Seeds in the Mind

By Rev. David Wilson Rogers |  May 31, 2014

            A few years ago I cultivated a rather nice garden. Intent on enjoying the blessing of growing my own produce, I painstakingly tilled, fertilized, irrigated, and cultivated the soil to be the perfect place to grow an abundance of delicious food—or so I thought. The invaders had a different agenda.
            Perhaps it started with a gust of wind. Perhaps the dog brought in the invaders. It is possible a passing bird simply dropped them in. It is also likely the mysterious seeds were always there, just quietly waiting for the day when water and nourishment would allow them to unleash their unwelcome destruction. Quite frankly, it does not matter how they got there for their toxic influence is everywhere and relatively unavoidable. The fact is, it did not take long and my little garden was full of weeds—big, aggressive, and overpowering weeds.
            It would be nice if fertile soil had the power to know what seeds to germinate and what seeds to leave alone, but anyone who has ever ventured into the world of backyard horticulture knows otherwise. Seeds thrive in good soil and the seed does not care if it was wanted or not. Once it finds the opportunity to grow, it grows!
            I often think of this frustrating foray into the field of gardening when I consider one of God’s greatest creations and most profound gifts—the human mind. Much like a well-prepared garden, God filled this world with amazingly rich and fertile soil in the form of the human brain. In so many ways, it is the human brain that makes us who we are. Beyond mere intelligence, the whole notion of things such as language and love, science and religion, business and pleasure, or awareness and discovery would be impossible with the amazing miracle that is our mind.
            Being so open to limitless possibility and holding ceaseless capacity for amazing feats, the human mind is the perfect place for both the desirable and the undesirable realities life to grow and flourish. This is why, like a garden intended to grow delicious vegetables, we need to vigilantly protect our minds from the vast assortment of weeds which will permeate our defenses and take up residency in our minds.
            In referencing the text of what was probably a popular worship hymn of the First Century Christians, the Apostle Paul calls Christians to take on the mind of Jesus Christ. Philippians 2 calls for the faithful to carefully consider the seeds of self-destruction that come in the form of thinking that violates God’s priority for the fertile field that is our mind.
            Later in Philippians, Paul vividly illustrates the importance of having one’s mind oriented in such a way that the weeds of destruction are denied the opportunity to gain prominence in the mind of the believer. Like the pervasive nature of actual weeds, the mental weeds of worry or anxiety are all around us, always ready to take hold and germinate their toxic influence in the mind of the faithful. In the fourth chapter of Philippians, Paul not only calls for the believer to approach such tension through rejoicing and prayer, he then recommends a powerful mental herbicide of righteous thinking. “Think about these things,” Paul calls after listing the powerful expressions of positive and Godly focus. Such is the way our minds are transformed.

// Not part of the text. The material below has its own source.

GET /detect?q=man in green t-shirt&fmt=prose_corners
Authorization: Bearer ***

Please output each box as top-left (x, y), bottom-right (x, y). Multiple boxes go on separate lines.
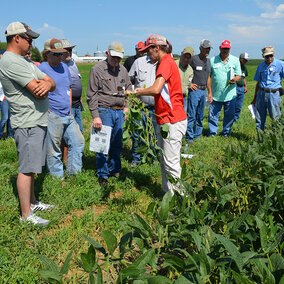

            There is little good done trying to rid the world of the weeds that would permeate our faith. Like the natural weeds of our biological world, those influences will always be seeking the most fertile soil in which to grow.  The solution lies in filling our minds with the goodness, grace, and love that is available through Christ, and remaining vigilant to uproot all the weeds that find their way into our lives before they are allowed to take over and rule.